The weird meeting riddle
There are twelve friends: Edward, Steve, Oscar, Amelie, Alexander, Cayson, Bradley, Gabriel, Kamila, Allen, Luis and Connor. We know that:
- Edward works on odd Fridays
- Steve works on non-square days
- Oscar works on multiples of 3 or 4
- Amelie works on days which contain the digit 1 and are not working Tuesdays for Oscar
- Alexander works on prime Tuesdays
- Cayson works on even days, except for Sundyas
- Bradley works on two-digit days
- Gabriel works on composite days, except for Fridays
- Kamila works on two-digit Saturdays having different digits
- Allen works during the week and on composite Saturdays
- Louis always works, except for odd Tuesdays
- Connor works on days which are not multiples of 5 as well as on Thursdays.
On Thursday, August 23, they decide to arrange a meeting which will be held in either September or October.
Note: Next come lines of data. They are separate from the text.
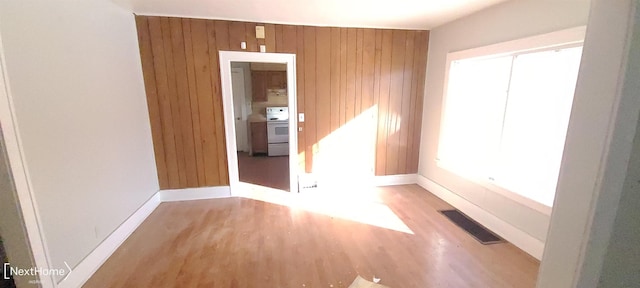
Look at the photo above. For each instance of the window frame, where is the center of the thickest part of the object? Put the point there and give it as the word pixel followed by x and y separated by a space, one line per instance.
pixel 567 38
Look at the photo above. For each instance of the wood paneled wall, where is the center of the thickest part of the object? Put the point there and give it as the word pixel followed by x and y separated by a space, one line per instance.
pixel 341 72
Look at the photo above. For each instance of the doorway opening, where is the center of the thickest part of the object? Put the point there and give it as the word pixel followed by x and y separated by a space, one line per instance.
pixel 259 102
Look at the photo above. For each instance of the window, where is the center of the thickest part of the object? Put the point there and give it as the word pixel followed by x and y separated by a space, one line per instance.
pixel 506 114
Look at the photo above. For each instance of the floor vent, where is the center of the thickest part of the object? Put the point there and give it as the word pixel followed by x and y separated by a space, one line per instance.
pixel 477 231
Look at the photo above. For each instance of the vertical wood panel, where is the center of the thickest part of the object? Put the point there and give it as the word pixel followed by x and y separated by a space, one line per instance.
pixel 205 100
pixel 148 72
pixel 383 103
pixel 406 102
pixel 222 35
pixel 236 35
pixel 182 87
pixel 279 44
pixel 217 111
pixel 174 101
pixel 341 72
pixel 422 67
pixel 395 102
pixel 351 74
pixel 193 97
pixel 358 84
pixel 270 37
pixel 250 37
pixel 162 87
pixel 368 69
pixel 343 77
pixel 290 41
pixel 323 82
pixel 310 95
pixel 335 78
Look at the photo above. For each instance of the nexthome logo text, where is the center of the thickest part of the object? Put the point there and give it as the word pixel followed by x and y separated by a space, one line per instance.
pixel 34 271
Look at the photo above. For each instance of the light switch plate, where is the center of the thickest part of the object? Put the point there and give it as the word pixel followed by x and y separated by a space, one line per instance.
pixel 260 32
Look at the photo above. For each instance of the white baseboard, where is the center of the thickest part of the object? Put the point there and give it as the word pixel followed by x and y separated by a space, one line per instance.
pixel 195 193
pixel 507 231
pixel 390 180
pixel 90 264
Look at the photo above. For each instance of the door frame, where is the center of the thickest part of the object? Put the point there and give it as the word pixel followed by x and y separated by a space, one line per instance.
pixel 226 57
pixel 244 106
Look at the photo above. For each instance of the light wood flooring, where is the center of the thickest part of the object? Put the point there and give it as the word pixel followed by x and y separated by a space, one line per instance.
pixel 242 242
pixel 264 170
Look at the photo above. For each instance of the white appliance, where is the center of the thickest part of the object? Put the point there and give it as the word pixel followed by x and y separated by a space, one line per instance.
pixel 278 131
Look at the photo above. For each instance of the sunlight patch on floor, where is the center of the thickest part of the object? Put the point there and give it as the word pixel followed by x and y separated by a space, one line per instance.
pixel 363 205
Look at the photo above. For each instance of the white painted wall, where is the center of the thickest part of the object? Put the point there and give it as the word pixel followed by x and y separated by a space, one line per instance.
pixel 508 21
pixel 76 83
pixel 594 228
pixel 13 233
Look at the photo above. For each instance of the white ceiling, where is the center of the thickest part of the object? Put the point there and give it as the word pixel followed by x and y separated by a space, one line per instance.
pixel 402 14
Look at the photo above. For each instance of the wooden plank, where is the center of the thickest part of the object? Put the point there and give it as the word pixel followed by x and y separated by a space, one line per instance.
pixel 351 74
pixel 300 84
pixel 358 83
pixel 412 112
pixel 182 88
pixel 289 40
pixel 279 44
pixel 148 72
pixel 310 95
pixel 323 82
pixel 395 103
pixel 160 67
pixel 193 97
pixel 343 77
pixel 217 104
pixel 222 35
pixel 173 100
pixel 376 96
pixel 250 37
pixel 205 100
pixel 335 79
pixel 405 104
pixel 236 35
pixel 383 102
pixel 368 67
pixel 417 129
pixel 270 37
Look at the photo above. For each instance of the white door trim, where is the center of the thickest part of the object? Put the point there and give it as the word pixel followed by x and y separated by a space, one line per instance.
pixel 226 57
pixel 243 109
pixel 21 177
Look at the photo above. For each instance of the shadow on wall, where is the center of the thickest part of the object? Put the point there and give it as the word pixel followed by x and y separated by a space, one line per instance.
pixel 360 90
pixel 341 73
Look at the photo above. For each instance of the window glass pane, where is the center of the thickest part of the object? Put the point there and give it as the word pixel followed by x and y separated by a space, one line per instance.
pixel 473 112
pixel 535 124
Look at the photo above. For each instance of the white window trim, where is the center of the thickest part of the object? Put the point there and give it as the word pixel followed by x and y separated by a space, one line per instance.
pixel 571 37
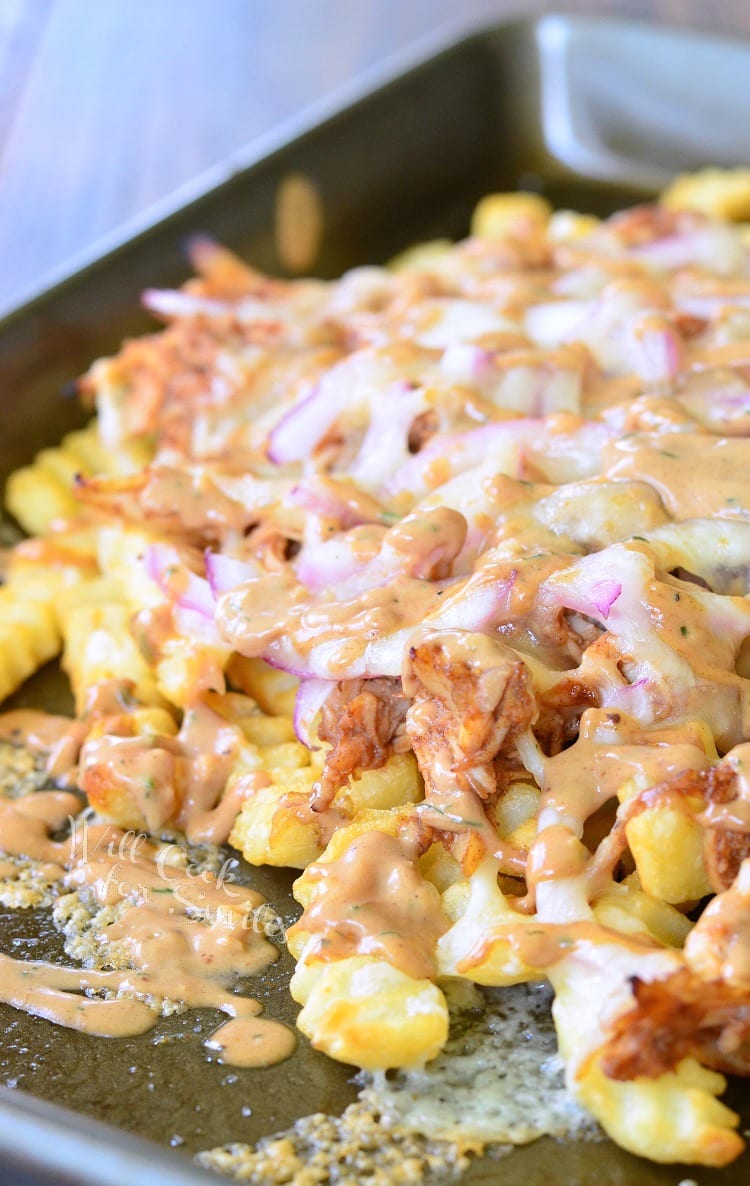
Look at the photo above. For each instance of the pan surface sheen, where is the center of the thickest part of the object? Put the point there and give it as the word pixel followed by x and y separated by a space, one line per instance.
pixel 401 164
The date of the meeting must meet the following conditions:
- at least 6 people have to participate
- the meeting won't be held on a Wednesday
- the meeting won't be held on an odd Monday
- the meeting won't be held on a prime Friday
- the meeting won't be held on the 30th
- the digit 2 does not appear in the day
- the day of the meeting is not a square
- Amelie wants to participate.
When will the meeting be?
Hint
Solution
The first condition says that at least 6 people are required to join in. That means that September 6 gets canceled, because only 5 people are free on that day. For the same reason, the days 8 and 10 are excluded too. Other days which are excluded are 12, 14, 15, 18, 20, 21, 22, 24, 26, 27 and 28. In October, the days which are excluded are 6, 8, 10, 12, 15, 16, 18, 19, 20, 21, 22, 24, 27 and 30.
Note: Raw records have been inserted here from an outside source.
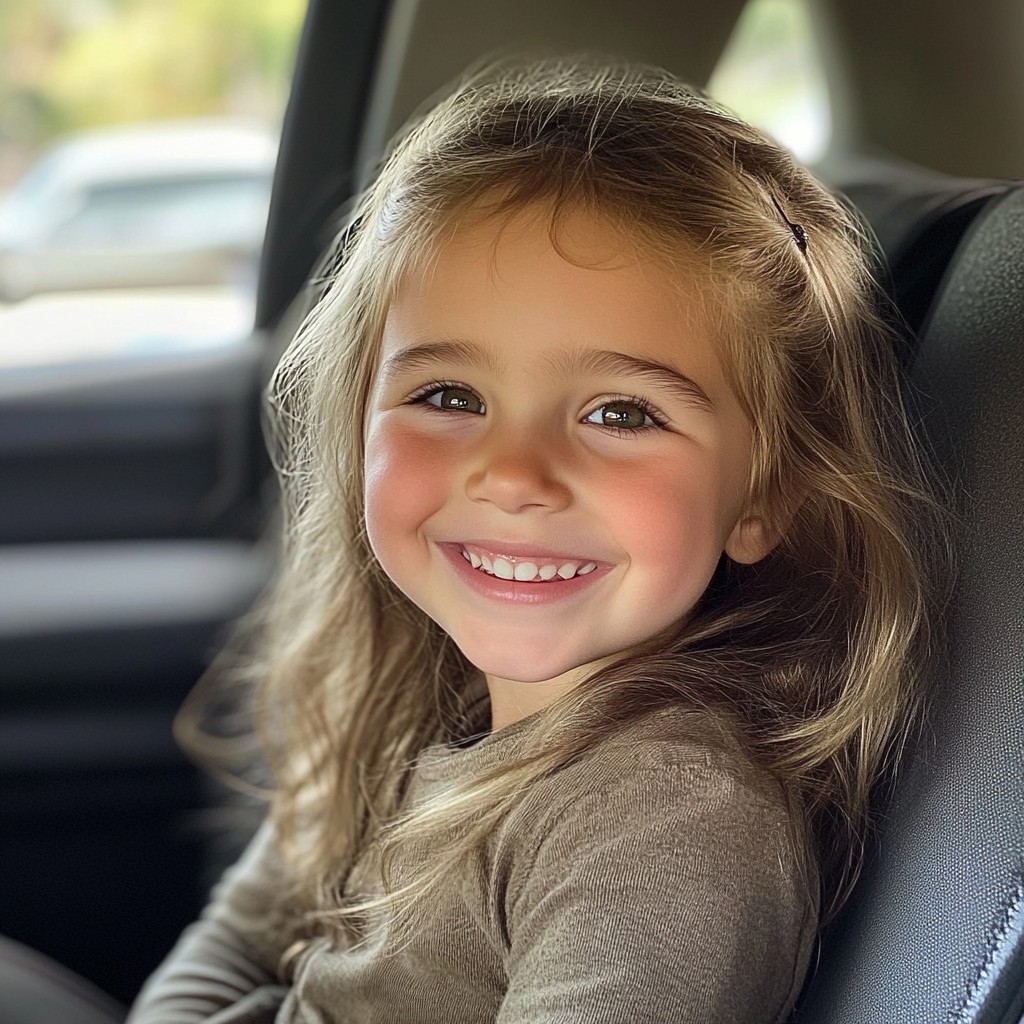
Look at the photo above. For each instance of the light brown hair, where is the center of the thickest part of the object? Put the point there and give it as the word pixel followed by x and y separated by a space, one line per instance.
pixel 811 655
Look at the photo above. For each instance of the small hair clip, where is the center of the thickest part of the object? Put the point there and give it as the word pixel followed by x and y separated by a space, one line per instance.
pixel 798 229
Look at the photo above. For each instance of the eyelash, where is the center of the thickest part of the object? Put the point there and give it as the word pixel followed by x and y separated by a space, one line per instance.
pixel 420 396
pixel 658 420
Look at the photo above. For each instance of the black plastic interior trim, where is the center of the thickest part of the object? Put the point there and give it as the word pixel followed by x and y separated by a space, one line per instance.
pixel 316 168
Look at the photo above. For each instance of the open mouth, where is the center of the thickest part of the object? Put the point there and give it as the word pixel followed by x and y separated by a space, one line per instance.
pixel 525 568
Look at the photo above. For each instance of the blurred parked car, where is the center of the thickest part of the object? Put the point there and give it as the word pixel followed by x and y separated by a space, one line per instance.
pixel 179 203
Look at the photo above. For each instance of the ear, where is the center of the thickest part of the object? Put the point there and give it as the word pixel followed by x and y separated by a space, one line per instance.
pixel 751 540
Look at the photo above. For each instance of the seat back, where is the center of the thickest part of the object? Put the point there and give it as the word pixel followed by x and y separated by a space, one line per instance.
pixel 935 931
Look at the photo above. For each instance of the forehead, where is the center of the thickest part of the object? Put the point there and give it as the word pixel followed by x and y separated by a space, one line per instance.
pixel 526 288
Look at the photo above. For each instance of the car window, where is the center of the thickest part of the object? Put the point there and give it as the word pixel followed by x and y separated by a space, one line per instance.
pixel 137 145
pixel 772 75
pixel 155 214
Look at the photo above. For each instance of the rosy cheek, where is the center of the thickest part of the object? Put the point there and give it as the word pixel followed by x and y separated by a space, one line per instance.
pixel 407 481
pixel 665 516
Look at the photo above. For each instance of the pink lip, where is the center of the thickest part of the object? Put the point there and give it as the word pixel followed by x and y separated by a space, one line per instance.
pixel 515 591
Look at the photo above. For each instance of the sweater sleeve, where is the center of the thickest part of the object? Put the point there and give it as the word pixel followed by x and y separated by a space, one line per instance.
pixel 670 892
pixel 224 967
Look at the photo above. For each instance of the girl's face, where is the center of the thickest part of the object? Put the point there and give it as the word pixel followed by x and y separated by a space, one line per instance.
pixel 555 462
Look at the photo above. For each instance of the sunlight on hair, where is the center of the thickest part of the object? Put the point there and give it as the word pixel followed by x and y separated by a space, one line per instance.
pixel 771 75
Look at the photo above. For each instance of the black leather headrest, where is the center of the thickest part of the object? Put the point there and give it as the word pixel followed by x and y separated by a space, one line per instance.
pixel 935 931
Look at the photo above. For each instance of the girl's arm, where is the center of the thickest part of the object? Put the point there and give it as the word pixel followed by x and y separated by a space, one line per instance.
pixel 225 964
pixel 673 892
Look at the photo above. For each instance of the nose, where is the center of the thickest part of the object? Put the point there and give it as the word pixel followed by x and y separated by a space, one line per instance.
pixel 517 473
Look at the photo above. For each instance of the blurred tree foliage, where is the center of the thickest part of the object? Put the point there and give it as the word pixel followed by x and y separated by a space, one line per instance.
pixel 76 64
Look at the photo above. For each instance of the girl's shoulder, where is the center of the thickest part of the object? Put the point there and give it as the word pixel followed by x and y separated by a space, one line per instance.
pixel 676 754
pixel 674 773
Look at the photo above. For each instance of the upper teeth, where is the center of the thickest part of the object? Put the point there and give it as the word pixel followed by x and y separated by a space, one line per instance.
pixel 512 568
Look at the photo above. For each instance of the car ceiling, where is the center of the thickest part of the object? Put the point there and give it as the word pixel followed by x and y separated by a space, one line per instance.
pixel 939 84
The second condition says that the meeting will not be held on a Wednesday, which means that from September, the days 5 and 19 are excluded, while from October, the days 3, 17 and 31 are canceled.
The third condition says that the date of the meeting is not an odd Monday. So from September we exclude the days 3 and 17, while from October we exclude the days 1 and 29.
The fourth condition says that it’s not a prime Friday. So from September we cancel the day 7, while from October we cancel the day 5 (26 is left for now because it’s a composite number).
The fifth condition says the meeting will not be on the 30th of either month. We have already excluded it from October, now we will exclude it from September as well.
The sixth condition says the meeting won’t be held on a day which has the digit 2 in it, so we have to exclude the days 2, 23, 25 and 29 from September and 2, 23, 25, 26, 28 from October.
The seventh condition says the day of the meeting is not a square. So we exclude the days 1, 4, 9 and 16 from September and 4 and 9 from October.
Now, the final condition: Amelie wants to take part in the meeting. These are the days that we left: September 11, September 13, October 7, October 11, October 13, October 14. We know that Amelie works on days which have the digit 1 in them and are not working Tuesdays for Oscar. The only Tuesday that we have is September 11, but Oscar doesn’t work on that day (it’s not a multiple of either 3 or 4), so Amelie does. And the only day in the list when Amelie is free is October 7, which is the solution of the riddle.